Do you want to lose 10, 30, 50 or more pounds? Have you recently reached your weight loss goal but want to maintain it? Are you willing to dedicate yourself to a healthy lifestyle? Then this blog is for you!

I have lost 118 pounds and have maintained the weight loss for two years. One of the things I have learned during the weight loss process is that it is much easier to reach and maintain your goal weight if you surround yourself with like-minded individuals to support you in the process (whether they be in person or online).

I also have learned that learning as much as possible about healthy living gives you the knowledge and expertise needed to lose weight the “right” way. So this blog includes regular posts, a book list, website list, TV list, video list and book and website of the month. In addition, there is a recipe of the month and product review section. Visitors to Weight Loss Aficionado can just enjoy the site for informational purposes or can comment on posts, ask questions, share resources, their triumphs and pitfalls during the weight loss process.

Sunday, February 12, 2012

Why You Should Have Chocolate for Breakfast!

How I love chocolate. Let me count the ways. I love milk chocolate, I love semisweet chocolate, I love bittersweet chocolate, I love white chocolate but most of all I love dark chocolate! I love chocolate bars, I love hot chocolate, I love boxed chocolate but most of all I love chocolate truffles!  I love Godiva, I love Lindt, I love Voges Haut- Chocolat, I love Maison du Chocolat but most of all I love Jacques Torres Chocolate. I could go on and on, so you could imagine how happy I was to read the article below. I mean obviously you can’t go out and buy a pound of chocolate to eat in one sitting but in strict moderation chocolate can be your friend. 

Why You Should Have Chocolate for Breakfast
By Annie Hauser, Senior Editor, Every Day Health

Good news for anyone who likes chocolate with their coffee: A surprising new study from Tel Aviv University found that dieters who include a small dessert item as part of a balanced breakfast will lose more weight, and keep it off in the long run better, as compared to dieters who take a more traditional approach. 

In the study published in the journal Steroids, researchers followed two groups of overweight or obese people for 32-weeks, with all participants instructed to stick to 1,600-calorie diet for men and 1,400-calorie diet for women. The first group ate a low-carb 300-calorie breakfast daily, while the second group had a 600-calorie morning meal, high in protein and carbohydrates and always including a dessert item such as chocolate. Halfway through the study, both groups lost an average of 33 pounds per person. But it wasn’t until the second 16-week period that things got really interesting. 

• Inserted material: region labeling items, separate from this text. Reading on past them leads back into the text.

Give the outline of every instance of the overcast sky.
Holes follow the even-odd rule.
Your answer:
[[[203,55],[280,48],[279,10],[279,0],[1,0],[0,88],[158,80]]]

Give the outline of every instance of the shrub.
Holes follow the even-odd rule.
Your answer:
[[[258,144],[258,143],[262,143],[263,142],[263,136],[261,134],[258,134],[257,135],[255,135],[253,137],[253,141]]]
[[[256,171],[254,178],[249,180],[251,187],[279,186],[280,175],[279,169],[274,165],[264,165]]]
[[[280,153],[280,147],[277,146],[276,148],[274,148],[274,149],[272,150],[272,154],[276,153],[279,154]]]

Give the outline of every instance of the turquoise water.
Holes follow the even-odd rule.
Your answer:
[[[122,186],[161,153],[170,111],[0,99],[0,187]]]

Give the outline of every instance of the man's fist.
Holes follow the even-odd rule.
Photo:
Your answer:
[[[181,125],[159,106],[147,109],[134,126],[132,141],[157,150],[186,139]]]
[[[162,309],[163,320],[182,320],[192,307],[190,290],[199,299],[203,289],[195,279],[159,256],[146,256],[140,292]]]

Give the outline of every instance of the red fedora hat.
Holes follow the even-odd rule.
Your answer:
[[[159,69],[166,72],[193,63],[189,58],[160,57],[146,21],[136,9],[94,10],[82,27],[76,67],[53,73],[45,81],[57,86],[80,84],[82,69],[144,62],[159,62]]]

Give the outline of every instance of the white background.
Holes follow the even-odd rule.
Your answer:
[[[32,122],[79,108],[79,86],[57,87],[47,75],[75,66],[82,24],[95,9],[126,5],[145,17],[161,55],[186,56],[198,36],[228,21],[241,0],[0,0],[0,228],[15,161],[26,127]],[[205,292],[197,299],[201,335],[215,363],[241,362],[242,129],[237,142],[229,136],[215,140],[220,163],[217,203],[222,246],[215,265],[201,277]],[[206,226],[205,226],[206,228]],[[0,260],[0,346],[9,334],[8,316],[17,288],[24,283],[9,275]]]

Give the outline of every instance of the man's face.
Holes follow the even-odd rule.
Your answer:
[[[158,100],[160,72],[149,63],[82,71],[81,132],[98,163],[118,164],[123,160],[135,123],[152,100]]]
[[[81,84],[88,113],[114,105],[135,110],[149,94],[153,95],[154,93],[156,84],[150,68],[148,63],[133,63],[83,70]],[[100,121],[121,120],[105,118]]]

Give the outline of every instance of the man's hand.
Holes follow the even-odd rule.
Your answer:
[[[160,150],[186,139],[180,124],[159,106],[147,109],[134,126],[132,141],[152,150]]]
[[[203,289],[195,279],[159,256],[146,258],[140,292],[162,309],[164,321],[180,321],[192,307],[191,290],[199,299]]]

At the end of the second 16-weeks, the low-carb group actually regained 22 pounds per person, but the group who was eating a larger breakfast with sweets lost an additional 15 pounds each. All in all, the chocolate-eaters lost an average of 40 pounds more per person than the other peer group.

The thought is that cutting out sweets entirely — as the low-carb group was supposed to do — creates a psychological addiction to those foods. Allowing for a small piece of cake, a cookie, or some chocolate at the beginning of the day when the dieters’ metabolism is highest allowed dieters to feel like they weren’t deprived, even when they stuck to a reduced-calorie diet. 

So is it the larger calorie intake in the morning, or the sweets that mattered most? In the past, research results on the benefits of larger breakfasts have been mixed. A recent study published in Nutrition Journal found that people eat the same amount at lunch and dinner, regardless of what they have for breakfast, suggesting that large breakfasts can actually add up to weight gain. These findings reinforce the idea that it’s not what you eat, but how much, that matters most for weight loss. Similarly, a study published last month in the American Journal of Clinical Nutrition concluded that the strongest predictor for weight loss is how faithfully dieters stick to low-calorie plans, not the composition of their diets. 

So what it comes down to is this: If a slice of cake in the morning will help you feel less deprived and allow you to stick to your diet more faithfully for the rest of the day, go for it. Just stick to one slice, and skip after-dinner dessert.